Web Scraping with PHP

14 April 2022 | 17 min read

You might have seen one of our other tutorials on how to scrape websites, for example with Ruby, JavaScript or Python, and wondered: what about the most widely used server-side programming language for websites, which, at the same time, is the one of the most dreaded? Wonder no more - today it's time for PHP 🥳!

Believe it or not, but PHP and web scraping have much in common: just like PHP, web scraping can be used either in a quick and dirty way, or in a more elaborate fashion and supported with the help of additional tools and services.

In this article, we'll look at some ways to scrape the web with PHP. Please keep in mind that there is no general "best way" - each approach has its use-case, depending on what you need, how you like to do things, and what you want to achieve.

cover image

As an example, we will try to get a list of people that share the same birthday, as you can see, for instance, on famousbirthdays.com. If you want to code along, please ensure that you have installed a current version of PHP and Composer.

Create a new directory and run the following commands from it:

$ composer init --require="php >= 8.1" --no-interaction
$ composer update

We're ready!

1. HTTP Requests

When it comes to browsing the web, the one important communication protocol, you need to be familiar with, is HTTP, the Hypertext Transport Protocol. It defines how participants on the World Wide Web communicate with each other. There are servers hosting resources and clients requesting resources from them.

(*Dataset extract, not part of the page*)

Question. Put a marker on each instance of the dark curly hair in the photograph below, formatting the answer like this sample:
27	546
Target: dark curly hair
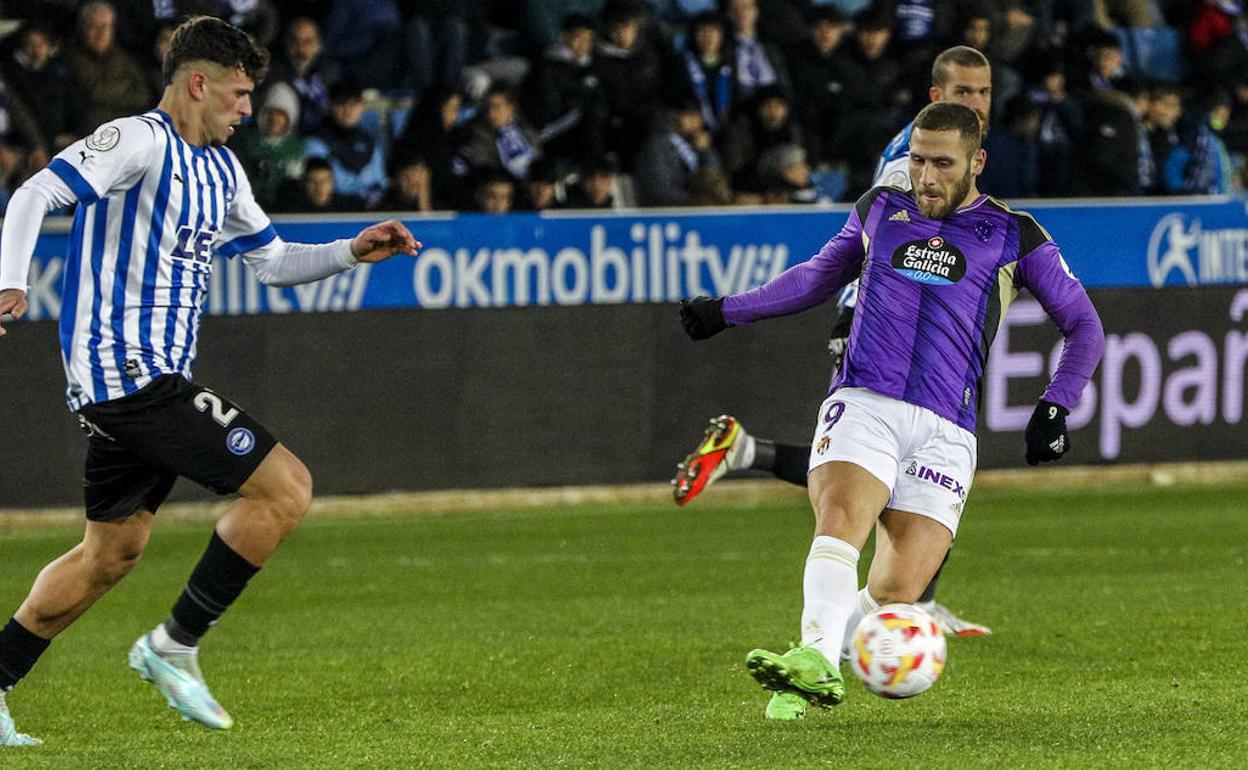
210	39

Your browser is such a client, and when we open the developer console (press F12), select the "Network" tab and open the famous example.com, we can see the full request sent to the server, as well as the full response:

Network tab
Network tab of your browser developer console

That's quite some request and response headers, but in its most basic form, a request looks like this:

GET / HTTP/1.1
Host: www.example.com

Let's try to recreate with PHP, what the browser just did for us!

fsockopen()

Typically, we won't use much such "low-level" communication, but just for the sake of it, let's create this request with the most basic tool PHP has to offer, fsockopen():

<?php
    # fsockopen.php

    // HTTP requires "\r\n" In HTTP, lines have to be terminated with "\r\n" because of
    $request = "GET / HTTP/1.1\r\n";
    $request .= "Host: www.example.com\r\n";
    $request .= "\r\n"; // We need to add a last new line after the last header

    // We open a connection to www.example.com on the port 80
    $connection = fsockopen('www.example.com', 80);

    // The information stream can flow, and we can write and read from it
    fwrite($connection, $request);

    // As long as the server returns something to us...
    while(!feof($connection)) {
        // ... print what the server sent us
        echo fgets($connection);
    }

    // Finally, close the connection
    fclose($connection);

And indeed, if you put this code snippet into a file fsockopen.php and run it with php fsockopen.php, you will see the same HTML that you get when you open http://example.com in your browser.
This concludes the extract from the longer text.